MAY MEMBERS GROUP EXHIBITION 2015
Theme : “Light in Nature and Culture”
Tuesday, May 12th – Wednesday, May 27, 2015
Gallery Opens 10 AM – 5 PM Daily
Tuesday, May 12 2015
7 PM – 9 PM
SUBMISSION DETAILS FOR ARTISTS
Submission Call Details
United Nations proclaims an International Year of Light in 2015
Young and old around the world are inspired and united by the beauty of light in Nature. The rainbow is a striking illustration of both the scientific and cultural aspects of light. Light is the means by which human beings see themselves, each other, and their place in the Universe. Light is an essential part of culture and art and is a unifying symbol for the world.
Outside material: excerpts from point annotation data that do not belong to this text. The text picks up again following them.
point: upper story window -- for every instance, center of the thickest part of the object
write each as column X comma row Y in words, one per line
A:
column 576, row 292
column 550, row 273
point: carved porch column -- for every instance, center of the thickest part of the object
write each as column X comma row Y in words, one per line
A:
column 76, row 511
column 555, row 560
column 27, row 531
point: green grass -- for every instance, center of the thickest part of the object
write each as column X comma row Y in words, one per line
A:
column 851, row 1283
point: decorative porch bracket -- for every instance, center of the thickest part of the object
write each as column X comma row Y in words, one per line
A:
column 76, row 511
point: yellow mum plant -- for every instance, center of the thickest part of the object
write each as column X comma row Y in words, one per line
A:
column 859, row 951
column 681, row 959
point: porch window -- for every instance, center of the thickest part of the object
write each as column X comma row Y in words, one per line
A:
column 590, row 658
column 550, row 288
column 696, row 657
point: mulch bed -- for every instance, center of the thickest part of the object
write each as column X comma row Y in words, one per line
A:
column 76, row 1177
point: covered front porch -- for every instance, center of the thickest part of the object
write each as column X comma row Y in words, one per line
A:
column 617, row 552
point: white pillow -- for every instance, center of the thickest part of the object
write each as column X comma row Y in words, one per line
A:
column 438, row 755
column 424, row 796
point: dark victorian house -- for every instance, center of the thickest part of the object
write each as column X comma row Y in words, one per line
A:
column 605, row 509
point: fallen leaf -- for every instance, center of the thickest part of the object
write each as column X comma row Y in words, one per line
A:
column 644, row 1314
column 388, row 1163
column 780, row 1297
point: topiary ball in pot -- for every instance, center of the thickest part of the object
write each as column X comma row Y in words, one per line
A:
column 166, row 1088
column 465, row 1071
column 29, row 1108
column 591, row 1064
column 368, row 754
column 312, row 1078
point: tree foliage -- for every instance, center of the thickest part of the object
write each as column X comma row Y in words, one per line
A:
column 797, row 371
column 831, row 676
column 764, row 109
An International Year of Light is the ideal instrument to ensure the necessary increased worldwide awareness of the central role of light in the present and in the future of us all. An International Year of Light is not only about science and technology. Light is the means by which humanity sees itself, and the many ways that light has impacted on society have inspired art, music, literature and philosophy across the centuries. Light is a subject that unifies humanity. All nations and all peoples see the same Sun rise and fall on the horizon, and all cultures throughout history have expressed the same wonder at the natural beauty of light seen in effects such as the rainbow.
Light in Nature
The wonder of light and colour is revealed spectacularly in effects such as sunsets, rainbows, halos, and shadows to cite just a few examples of the rich variety of optical phenomena which can be found in nature. This theme will raise awareness of the beauty and accessibility of science through activities that will encourage and support observation of light and colour in the Natural world. No matter where one lives and no matter what one’s age, it is easy and delightful to understand Nature through light: from ice crystals near the artic to mirages in the desert to shadows in the forest to shifting images on water, the wonder and beauty of natural optics is everywhere. And of course, this theme provides a natural place to consider how observing light in nature often means turning off the lights from modern society. Whilst modern lighting provides important and crucial opportunities and advantages in improving quality of life, raising awareness of the issue of light pollution will also be an important feature of this theme. Overall, in these days where downloading images of nature from the internet has largely replaced direct observation, activities in this theme will encourage outdoor observation in all-weathers and at all-latitudes, aiming to inspire a new generation of scientists to open their eyes.
Light and Culture
Activities in this theme will highlight the myriad ways in which light has influenced and continues to influence human culture. From the early artists and scientists of Antiquity to the development of perspective and the understanding of light and shadow during the Renaissance, to impressionism and modern artistic techniques, this theme will describe how the study of light and art is central to understanding and appreciating our cultural heritage. Describing the continuous links between light and culture throughout history will provide valuable insights into the interactions between science and art and the humanities in general.